11am at work I decided I was going to the psychologist since the idea still clung after my 5am sanity jog along the Amazonian highway of Ecuador, where I am spending my gap year.
By 12pm I had an appointment with Edda, the Clinical Psychologist and a bed with my original host family; by the next morning I was on a bus to Quito, the mountainous metropolis of Ecuador. The freedom of a journey alone to the capital city; and the sweet victory of knowing I am taking care of myself.
When I got there, Edda listened to my story: confused and vague in places, but presented to the core. I apologize for my incompetence with certain typical topics of conversation. “So you’re saying,” she says, “that what they talk about doesn’t interest you?” I gave a flustered laugh, and she said to me, “Why should it?”
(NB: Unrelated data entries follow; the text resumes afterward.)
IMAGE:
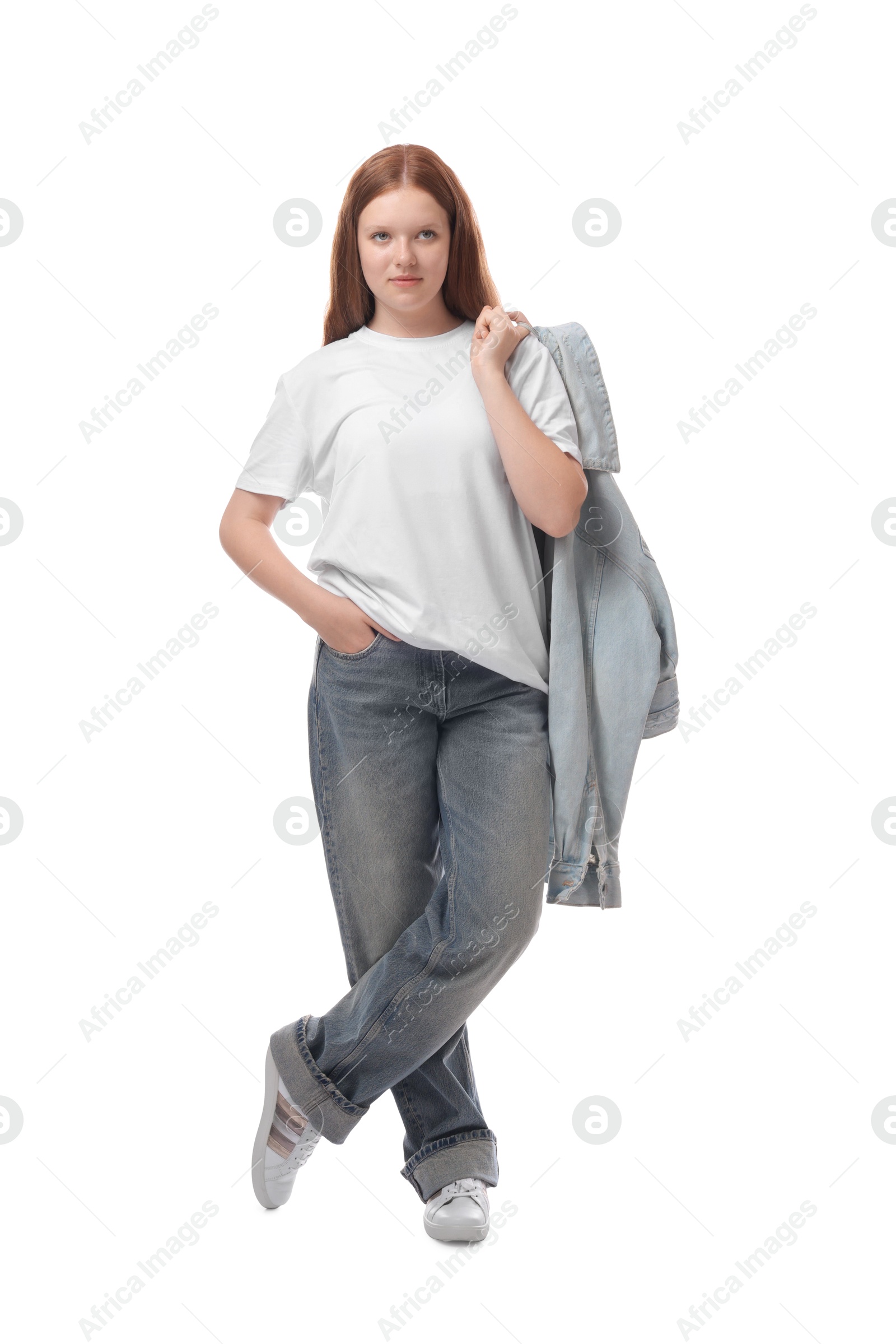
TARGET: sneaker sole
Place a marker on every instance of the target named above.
(264, 1131)
(449, 1234)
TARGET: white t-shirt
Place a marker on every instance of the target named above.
(421, 527)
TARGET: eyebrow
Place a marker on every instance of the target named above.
(383, 229)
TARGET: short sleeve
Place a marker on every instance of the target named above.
(540, 392)
(280, 460)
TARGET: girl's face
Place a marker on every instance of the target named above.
(403, 240)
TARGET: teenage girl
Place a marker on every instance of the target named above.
(438, 435)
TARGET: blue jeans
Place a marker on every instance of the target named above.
(432, 783)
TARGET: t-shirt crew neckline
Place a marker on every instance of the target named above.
(382, 339)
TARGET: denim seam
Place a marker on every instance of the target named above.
(450, 877)
(410, 1105)
(325, 1085)
(440, 1146)
(327, 833)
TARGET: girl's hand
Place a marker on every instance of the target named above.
(342, 624)
(494, 341)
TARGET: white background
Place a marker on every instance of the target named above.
(765, 808)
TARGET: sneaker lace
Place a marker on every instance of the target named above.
(470, 1186)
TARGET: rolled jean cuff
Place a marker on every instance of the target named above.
(474, 1155)
(331, 1113)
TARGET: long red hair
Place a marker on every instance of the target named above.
(468, 282)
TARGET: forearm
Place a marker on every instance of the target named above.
(547, 484)
(251, 547)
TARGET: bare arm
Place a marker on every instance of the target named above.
(245, 534)
(547, 483)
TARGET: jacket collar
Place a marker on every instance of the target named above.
(577, 359)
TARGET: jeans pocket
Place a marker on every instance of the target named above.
(349, 658)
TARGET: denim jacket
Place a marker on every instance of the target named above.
(613, 652)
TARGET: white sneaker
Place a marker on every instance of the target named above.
(284, 1143)
(460, 1213)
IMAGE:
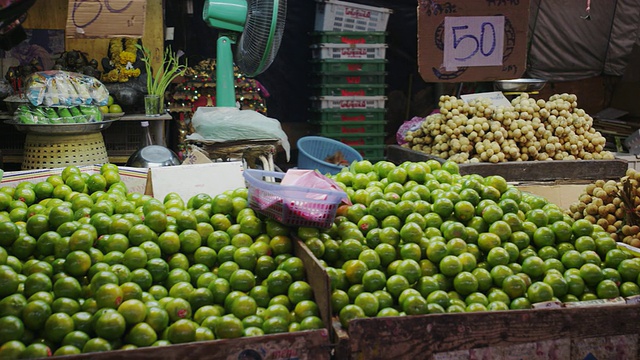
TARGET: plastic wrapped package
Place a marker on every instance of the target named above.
(222, 124)
(63, 88)
(57, 115)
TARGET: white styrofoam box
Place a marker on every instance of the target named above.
(349, 51)
(348, 102)
(333, 15)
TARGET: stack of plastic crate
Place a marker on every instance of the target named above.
(348, 64)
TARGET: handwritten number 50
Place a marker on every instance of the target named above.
(77, 4)
(479, 43)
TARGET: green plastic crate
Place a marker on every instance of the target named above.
(372, 153)
(350, 90)
(338, 115)
(348, 66)
(357, 139)
(349, 78)
(342, 127)
(349, 37)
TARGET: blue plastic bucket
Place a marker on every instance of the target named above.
(312, 150)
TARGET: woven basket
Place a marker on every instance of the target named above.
(48, 152)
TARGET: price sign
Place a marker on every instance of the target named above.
(105, 18)
(473, 41)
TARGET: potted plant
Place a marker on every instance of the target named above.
(158, 82)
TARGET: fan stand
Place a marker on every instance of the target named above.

Why should it. It struck me like the crack of dawn, the lack of obligation to ‘live like they do.’ My blood tingled with personal possibilities; my gut slowly retched at a million T.V shows, food recipes, rap songs-a million feigned interests I had somehow foolishly adopted. And suddenly, slowly, excruciatingly, surely I was free. Free to be Indian, to love Spanish, to dance alone. To be validated, as Edda had done for me.
I owned my life, and it felt so stunningly fresh, to be nothing more or less than anything I actually want.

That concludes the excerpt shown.